To read more about the history behind the novel, click here: History links
Four Star Review from Romantic Times magazine:
Divorced by her husband, Annia is shocked to learn that her baby girl is to be taken away, perhaps to die. Marcus Peregrinus, the soldier who comes to take her baby, hopes to become prefect with the help of Annia’s ex-husband. Taking the baby is a way to get it, but he has no plans to let the baby die. Discovering how evil his new benefactor is, Marcus soon finds himself very involved in Annia’s life, to the point that it may endanger him, his family and the charitable work they are doing. An interesting look at Roman life in the early days of Christianity. The hero’s struggle to do what is right and still pursue the future he believes he wants is well represented.
Where the idea for this novel came from:
When I was doing research for my dissertation (on Shakespeare) and reading Greek and Roman drama, I came across information on this barbaric practice of infant exposure–where babies are set out to either die or be taken by slave traders because the father does not want the baby for some reason. It could be that there is not enough money to support the baby, or that the baby is in some way handicapped, or because the baby is a girl and the father does not want to pay the dowry. Anyway, all I could think about was the poor mothers. What would they feel after carrying a baby for nine months, and then having the baby taken away?

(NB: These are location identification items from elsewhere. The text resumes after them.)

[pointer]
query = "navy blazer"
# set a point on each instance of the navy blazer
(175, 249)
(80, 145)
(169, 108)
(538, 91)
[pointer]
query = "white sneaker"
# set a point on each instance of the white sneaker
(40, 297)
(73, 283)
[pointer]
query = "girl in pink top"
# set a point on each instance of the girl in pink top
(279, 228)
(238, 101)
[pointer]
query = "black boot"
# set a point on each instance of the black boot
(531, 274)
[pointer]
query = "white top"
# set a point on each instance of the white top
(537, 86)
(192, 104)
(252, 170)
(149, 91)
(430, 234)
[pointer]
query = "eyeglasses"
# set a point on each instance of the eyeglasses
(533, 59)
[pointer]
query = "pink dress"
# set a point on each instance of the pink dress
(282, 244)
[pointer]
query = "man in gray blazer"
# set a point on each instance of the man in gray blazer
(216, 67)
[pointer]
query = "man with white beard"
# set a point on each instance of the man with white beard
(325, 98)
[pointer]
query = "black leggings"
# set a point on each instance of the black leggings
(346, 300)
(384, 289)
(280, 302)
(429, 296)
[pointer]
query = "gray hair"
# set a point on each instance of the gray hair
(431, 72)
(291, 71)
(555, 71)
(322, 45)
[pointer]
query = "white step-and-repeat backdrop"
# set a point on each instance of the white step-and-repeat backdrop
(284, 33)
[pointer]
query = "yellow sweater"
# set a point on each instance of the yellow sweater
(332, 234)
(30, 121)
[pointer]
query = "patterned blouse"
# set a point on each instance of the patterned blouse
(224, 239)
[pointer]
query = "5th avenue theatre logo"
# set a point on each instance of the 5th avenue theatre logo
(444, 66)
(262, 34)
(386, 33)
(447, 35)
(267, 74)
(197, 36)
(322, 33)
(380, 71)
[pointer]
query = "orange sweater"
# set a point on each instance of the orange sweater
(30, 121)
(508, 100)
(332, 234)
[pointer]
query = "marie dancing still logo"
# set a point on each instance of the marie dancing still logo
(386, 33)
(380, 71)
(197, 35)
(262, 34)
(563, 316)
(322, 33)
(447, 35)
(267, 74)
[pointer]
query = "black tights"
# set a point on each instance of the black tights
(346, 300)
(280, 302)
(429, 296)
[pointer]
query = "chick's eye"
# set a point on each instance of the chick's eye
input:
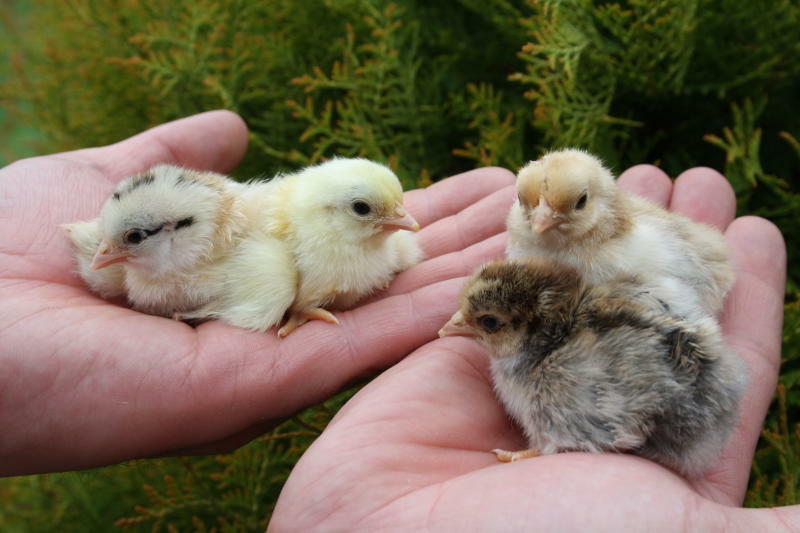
(134, 236)
(582, 201)
(489, 323)
(361, 208)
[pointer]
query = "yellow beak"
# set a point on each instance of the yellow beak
(457, 327)
(106, 256)
(401, 220)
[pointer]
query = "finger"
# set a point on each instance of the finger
(453, 265)
(277, 378)
(751, 324)
(648, 182)
(473, 224)
(773, 519)
(215, 140)
(451, 195)
(704, 195)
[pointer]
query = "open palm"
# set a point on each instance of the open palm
(85, 382)
(410, 452)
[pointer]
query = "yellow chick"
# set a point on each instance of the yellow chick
(570, 209)
(109, 283)
(340, 219)
(168, 229)
(258, 284)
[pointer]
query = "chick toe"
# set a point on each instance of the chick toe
(505, 456)
(298, 318)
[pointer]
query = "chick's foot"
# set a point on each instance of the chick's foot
(505, 456)
(298, 318)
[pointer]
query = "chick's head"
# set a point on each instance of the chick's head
(566, 193)
(506, 303)
(355, 199)
(162, 221)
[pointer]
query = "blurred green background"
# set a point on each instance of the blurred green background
(431, 88)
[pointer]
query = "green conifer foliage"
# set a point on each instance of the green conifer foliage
(431, 88)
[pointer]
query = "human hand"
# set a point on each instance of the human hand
(410, 451)
(85, 382)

So, I wrote the first draft of this novel during National Novel Writing Month after finished my dissertation and was waiting to graduate
Selling the Novel:
I pitched the novel on a Harlequin contest. The editor asked for a full manuscript, then asked me to do some revising. I was thrilled!
I did as she asked, then waited for her to call, fingers crossed, hoping, praying that she would buy it.
I teach sewing, serging and embroidery classes on Thursdays, and usually turn my phone off to teach.
(My daughter makes fun me because I made these little cross-body bags to hold my cell phone so that I can have it with me all the time, just in case I should get “the call.”)
Anyway, one Thursday after I had finished teaching, I saw a missed call from a number with a 212 area code. It did not even occur to me that it could be the call I had been hoping for.
I thought it was a sales call from some telemarketer. I listened to the message and it was Emily Rodmell, editor for Love Inspired at Harlequin!!!!
My hands started shaking.
I pressed play.
A very kind voice said, “I want to talk with you about your manuscript, but I’m walking out of the office now. I will be back in the morning.”
Oh no!!! I have to wait an entire day to talk with her! Aghghghghghg!!!
Panic set in.
What if she is telling me the revision is not what she had hoped for? What if she is telling me that it really needs a lot of real work before she can actually consider it?
And now, I have 17 hours to wait before I can actually hear what she wants to say. NOOOOO!!!!!
SO, I called a friend of mine who writes for Love Inspired Suspense, Stephanie Newton, and she told me that a phone call is usually good news.
I am relieved. But then, I wonder what THAT means. What, exactly, is good news?
I am afraid to hope that my real dream–they want to buy my manuscript–is about to come true.
When my husband came home from work, I told him that we must do something to get away from the house and stay away as late as possible so that the time will pass more quickly.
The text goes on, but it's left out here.